Box 5.5. Egg-tending fathers — the giant water bugs
Care of eggs by adult insects is common in those that show sociality (Chapter 12), but tending solely by male insects is very unusual. This behavior is known best in the giant water bugs, the Nepoidea, comprising the families Belostomatidae and Nepidae whose common names — giant water bugs, water scorpions, toe biters — reflect their size and behaviors. These are predators, amongst which the largest species specialize in vertebrate prey such as tadpoles and small fish, which they capture with raptorial forelegs and piercing mouthparts. Evolutionary attainment of the large adult body size necessary for feeding on these large items is inhibited by the fixed number of five nymphal instars in Heteroptera and the limited size increase at each molt (Dyar’s rule; section 6.9.1). These phylogenetic (evolutionarily inherited) constraints have been overcome in intriguing ways — by the commencement of development at a large size via oviposition of large eggs, and in one family, with specialized paternal protection of the eggs.
Egg tending in the subfamily Belostomatinae involves the males “back-brooding” — carrying the eggs on their backs, in a behavior shared by over a hundred species in five genera. The male mates repeatedly with a female, perhaps up to a hundred times, thus guaranteeing that the eggs she deposits on his back are his alone, which encourages his subsequent tending behavior. Active male-tending behavior, called “brood-pumping”, involves underwater undulating “press-ups” by the anchored male, creating water currents across the eggs. This is an identical, but slowed-down, form of the pumping display used in courtship. Males of other taxa “surface-brood”, with the back (and thus eggs) held horizontally at the water surface such that the interstices of the eggs are wet and the apices aerial. This position, which is unique to brooding males, exposes the males to higher levels of predation. A third behavior, “brood-stroking”, involves the submerged male sweeping and circulating water over the egg pad. Tending results in > 95% successful emergence, in contrast to death of all eggs if removed from the male, whether aerial or submerged.

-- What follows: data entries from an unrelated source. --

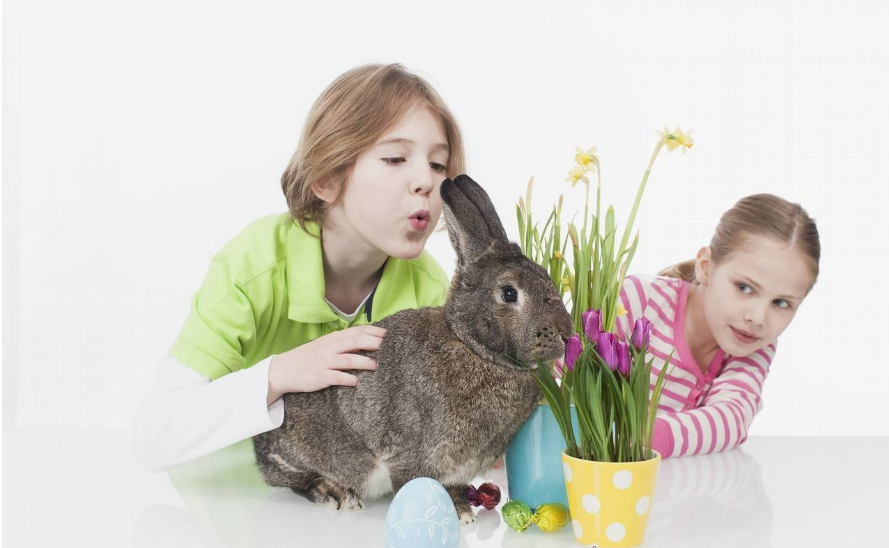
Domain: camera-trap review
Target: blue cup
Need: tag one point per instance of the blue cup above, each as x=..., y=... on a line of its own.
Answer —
x=534, y=459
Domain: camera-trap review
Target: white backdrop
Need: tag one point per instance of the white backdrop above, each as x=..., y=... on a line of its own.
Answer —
x=139, y=138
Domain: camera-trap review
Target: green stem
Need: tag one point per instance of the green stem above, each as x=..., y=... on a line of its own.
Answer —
x=629, y=227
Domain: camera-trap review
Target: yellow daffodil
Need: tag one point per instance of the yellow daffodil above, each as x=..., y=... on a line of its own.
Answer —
x=676, y=139
x=577, y=174
x=588, y=160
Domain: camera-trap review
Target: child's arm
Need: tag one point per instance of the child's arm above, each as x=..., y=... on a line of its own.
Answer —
x=722, y=421
x=186, y=416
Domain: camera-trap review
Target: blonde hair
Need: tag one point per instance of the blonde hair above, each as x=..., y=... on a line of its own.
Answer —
x=759, y=215
x=353, y=112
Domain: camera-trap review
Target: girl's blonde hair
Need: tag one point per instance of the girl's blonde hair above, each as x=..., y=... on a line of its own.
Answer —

Members of the Lethocerinae, sister group to the Belostomatinae, show related behaviors that help us to understand the origins of aspects of these paternal egg defenses. Following courtship that involves display pumping as in Belostomatinae, the pair copulate frequently between bouts of laying in which eggs are placed on a stem or other projection above the surface of a pond or lake. After completion of egg-laying, the female leaves the male to attend the eggs and she swims away and plays no further role. The “emergent brooding” male tends the aerial eggs for the few days to a week until they hatch. His roles include periodically submerging himself to absorb and drink water that he regurgitates over the eggs, shielding the eggs, and display posturing against airborne threats. Unattended eggs die from desiccation; those immersed by rising water are abandoned and drown.

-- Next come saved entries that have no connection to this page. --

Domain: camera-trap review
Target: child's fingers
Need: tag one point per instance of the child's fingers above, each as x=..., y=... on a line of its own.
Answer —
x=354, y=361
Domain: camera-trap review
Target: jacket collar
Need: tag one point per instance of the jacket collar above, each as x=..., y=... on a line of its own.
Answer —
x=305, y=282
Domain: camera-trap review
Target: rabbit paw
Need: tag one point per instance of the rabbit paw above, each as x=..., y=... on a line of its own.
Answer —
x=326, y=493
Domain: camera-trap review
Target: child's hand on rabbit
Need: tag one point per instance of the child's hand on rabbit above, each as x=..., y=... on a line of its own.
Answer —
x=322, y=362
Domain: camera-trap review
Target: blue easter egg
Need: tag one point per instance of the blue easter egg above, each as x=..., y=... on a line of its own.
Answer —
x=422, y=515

Insect eggs have a well-developed chorion that enables gas exchange between the external environment and the developing embryo (see section 5.8). The problem with a large egg relative to a smaller one is that the surface area increase of the sphere is much less than the increase in volume. Because oxygen is scarce in water and diffuses much more slowly than in air (section 10.3.1) the increased sized egg hits a limit of the ability for oxygen diffusion from water to egg. For such an egg in a terrestrial environment gas exchange is easy, but desiccation through loss of water becomes an issue. Although terrestrial insects use waxes around the chorion to avoid desiccation, the long aquatic history of the Nepoidea means that any such a mechanism has been lost and is unavailable, providing another example of phylogenetic inertia.
In the phylogeny of Nepoidea (shown opposite in reduced form from Smith 1997) a stepwise pattern of acquisition of paternal care can be seen. In the sister family to Belostomatidae, the Nepidae (the water-scorpions), all eggs, including the largest, develop immersed. Gas exchange is facilitated by expansion of the chorion surface area into either a crown or two long horns: the eggs never are brooded. No such chorionic elaboration evolved in Belostomatidae: the requirement by large eggs for oxygen with the need to avoid drowning or desiccation could have been fulfilled by oviposition on a wave-swept rock — although this strategy is unknown in any extant taxa. Two alternatives developed — avoidance of submersion and drowning by egg-laying on emergent structures (Lethocerinae), or, perhaps in the absence of any other suitable substrate, egg-laying onto the back of the attendant mate (Belostomatinae). In Lethocerinae, watering behaviors of the males counter the desiccation problems encountered during emergent brooding of aerial eggs; in Belostomatinae, the pre-existing male courtship pumping behavior is a pre-adaptation for the oxygenating movements of the back-brooding male. Surface-brooding and brood-stroking are seen as more derived male-tending behaviors.
The traits of large eggs and male brooding behavior appeared together, and the traits of large eggs and egg respiratory horns also appeared together, because the first was impossible without the second. Thus, large body size in Nepoidea must have evolved twice. Paternal care and egg respiratory horns are different adaptations that facilitate gas exchange and thus survival of large eggs.